Segundo ele afirmou ao jornal, quando os serviços de segurança paquistaneses chegaram à mansão, as forças americanas já haviam deixado o local, levando consigo somente o corpo de Bin Laden e deixando para trás os corpos dos outros mortos na operação, entre eles um guarda-costas e um filho do líder da Al-Qaeda.

Também estariam na casa, segundo ele, duas mulheres do saudita e nove crianças com idades entre 2 e 12 anos, que estariam sob a guarda dos serviços de segurança paquistaneses.

Segundo a autoridade ouvida pelo jornal "Dawn", os sobreviventes da operação americana serão interrogados para estabelecer os detalhes do que ocorreu na mansão na noite do domingo.

Zardari

O presidente do Paquistão, Asif Ali Zardari, negou que as autoridades do seu país soubessem do paradeiro de Osama bin Laden, afirmando que o país "nunca foi nem nunca será o foco de fanatismo como é muitas vezes descrito pela mídia". A afirmação foi feita em um artigo assinado por ele e publicado nesta terça-feira pelo diário americano "The Washington Post".

"Essas especulações infundadas (de que autoridades sabiam do paradeiro de Bin Laden) podem produzir notícias emocionantes, mas não refletem a realidade", disse o líder paquistanês. "O Paquistão teve tanta razão para desprezar a Al-Qaeda como qualquer outra nação. A guerra contra o terrorismo é tanto a guerra do Paquistão como é da América."

O líder acrescentou que o Paquistão, que tem sofrido repetidos ataques terroristas contra civis e contra seus serviços de segurança, "tinha pago um preço enorme por sua luta contra o terrorismo". "Mais de nossos soldados morreram do que todas as vítimas da Otan juntas. Dois mil policiais, quase 30 mil civis inocentes e uma geração de progresso social para o nosso povo foi perdida."

Bin Laden foi morto no domingo por uma operação de forças americanas na cidade paquistanesa de Abbottabad. O Paquistão não participou da ação.
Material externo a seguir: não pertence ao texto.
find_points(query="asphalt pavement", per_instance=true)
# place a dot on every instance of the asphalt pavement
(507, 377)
Zardari disse que, embora os dois países não tenham trabalhado juntos na operação específica, "uma década de cooperação e parceria entre os Estados Unidos e o Paquistão levaram à eliminação de Osama bin Laden como uma ameaça constante para o mundo civilizado".

Ao comentar a ação, na segunda-feira, o principal assessor da Casa Branca para assuntos de segurança nacional de contraterrorismo, John Brennan, afirmou que era "inconcebível que Bin Laden não tivesse um sistema de apoio no país que permitisse a ele ficar lá por um longo tempo".

No artigo, Zardari negou que a morte do líder da Al-Qaeda, em uma mansão próxima a uma academia militar paquistanesa, seja um sinal da incapacidade de seu país combater o terrorismo.

Ele não deu nenhuma explicação de como Bin Laden havia sido capaz de viver em relativo conforto no Paquistão, mas disse que o saudita "não estava em qualquer lugar que havíamos previsto que ele estaria".